One school of thought that is attempting to rise from the ashes is known as (old) Structural Economics.
This school views foreign capital as an instrument to perpetuate the dependence (or should we say subservience) of developing economies on the developed countries. They favor tight restrictions on all forms of international capital movements. Their biases against international trade in assets have been hardened by the cataclysmic global propagation of the financial crisis. The latter has painfully reminded us that asymmetric information and “noisy” (a euphemism for Idiotic) behavior on the part of some participants in the financial markets often gives rise to adverse selection, moral hazard, and herding. Foreign portfolio investments have proven to be most susceptible with its dominant tendencies to get into equities market.
The same is not true for foreign direct investments (FDI). These are targeted towards the real sector and are less prone to sudden and sharp reversals. FDI not only brings finance but also technology, management, and access to markets. Without these developing countries will be doomed to follow the learning-by-doing path that the currently developed countries had to follow because they did not have the “advantage of backwardness”. Avoidable costs of innovation will thus not be avoided.

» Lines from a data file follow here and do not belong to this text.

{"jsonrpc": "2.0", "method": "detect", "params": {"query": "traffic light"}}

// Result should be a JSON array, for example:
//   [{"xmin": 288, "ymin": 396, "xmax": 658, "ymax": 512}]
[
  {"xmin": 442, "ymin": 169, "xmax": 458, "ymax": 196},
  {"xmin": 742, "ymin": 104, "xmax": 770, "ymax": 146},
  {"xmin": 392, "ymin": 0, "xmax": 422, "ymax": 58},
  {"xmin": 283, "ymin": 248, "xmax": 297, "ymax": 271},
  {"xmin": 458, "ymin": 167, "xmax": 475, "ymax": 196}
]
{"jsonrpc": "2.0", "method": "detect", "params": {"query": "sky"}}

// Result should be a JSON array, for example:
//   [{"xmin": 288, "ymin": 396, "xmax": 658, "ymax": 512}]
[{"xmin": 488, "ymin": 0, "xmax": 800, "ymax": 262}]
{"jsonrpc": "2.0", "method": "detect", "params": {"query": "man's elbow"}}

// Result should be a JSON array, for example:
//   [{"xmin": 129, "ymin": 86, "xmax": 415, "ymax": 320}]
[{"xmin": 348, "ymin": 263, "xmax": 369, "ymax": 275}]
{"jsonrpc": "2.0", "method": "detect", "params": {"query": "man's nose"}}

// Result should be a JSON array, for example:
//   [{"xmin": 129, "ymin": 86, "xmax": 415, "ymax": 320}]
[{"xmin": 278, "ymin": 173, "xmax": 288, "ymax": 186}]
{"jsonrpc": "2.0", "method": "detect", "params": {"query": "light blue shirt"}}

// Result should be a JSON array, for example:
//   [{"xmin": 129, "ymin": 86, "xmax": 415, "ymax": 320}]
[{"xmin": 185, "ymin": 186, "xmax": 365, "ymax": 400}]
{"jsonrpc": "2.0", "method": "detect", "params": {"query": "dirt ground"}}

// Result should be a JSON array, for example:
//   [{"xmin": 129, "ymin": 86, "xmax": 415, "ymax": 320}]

Structuralists also maintain that integration into the world economy sustains the existing global power structure with western governments and multi-national corporations expropriating all the gains (and more) from trade. Import substitution strategies and direct state interventions in key areas of the economy are therefore needed to counter these “forces of imperialism”. The global economic crisis has badly bruised the belief in the effectiveness of outward oriented development strategies and emboldened the proponents of inward orientation. Lets’ not forget that outward orientation is the only way for the developing countries to capitalize on the advantage of backwardness. It helps the developing countries accelerate the rate of innovation through leapfrogging to catch up with the developed countries. As the recent Special Report of the World Bank’s Commission on Growth concludes “the crisis was a failure of the financial system, not the market per se….an outward-looking, market friendly strategy……remains broadly valid.”
Thus, while there is a clear need for rethinking on key development questions, please, let us not throw the baby with the bathwater. In this regard, David Brook’s October 29 NYT column (The Behavioral Revolution) makes a couple of very salient observations: “If you start thinking about our faulty perceptions, the first thing you realize is that markets are not perfectly efficient, people are not always good guardians of their own self interest and there might be limited circumstances when governments could usefully slant the decision-making architecture……..But the second thing you realize is that government officials are probably going to be even worse perceivers of reality than private business types. Their information feedback mechanism is more limited, and, being deeply politicized, they are even more likely to filter inconvenient facts.”
Lets us do the best we can to avoid jumping from the frying pan to the fire!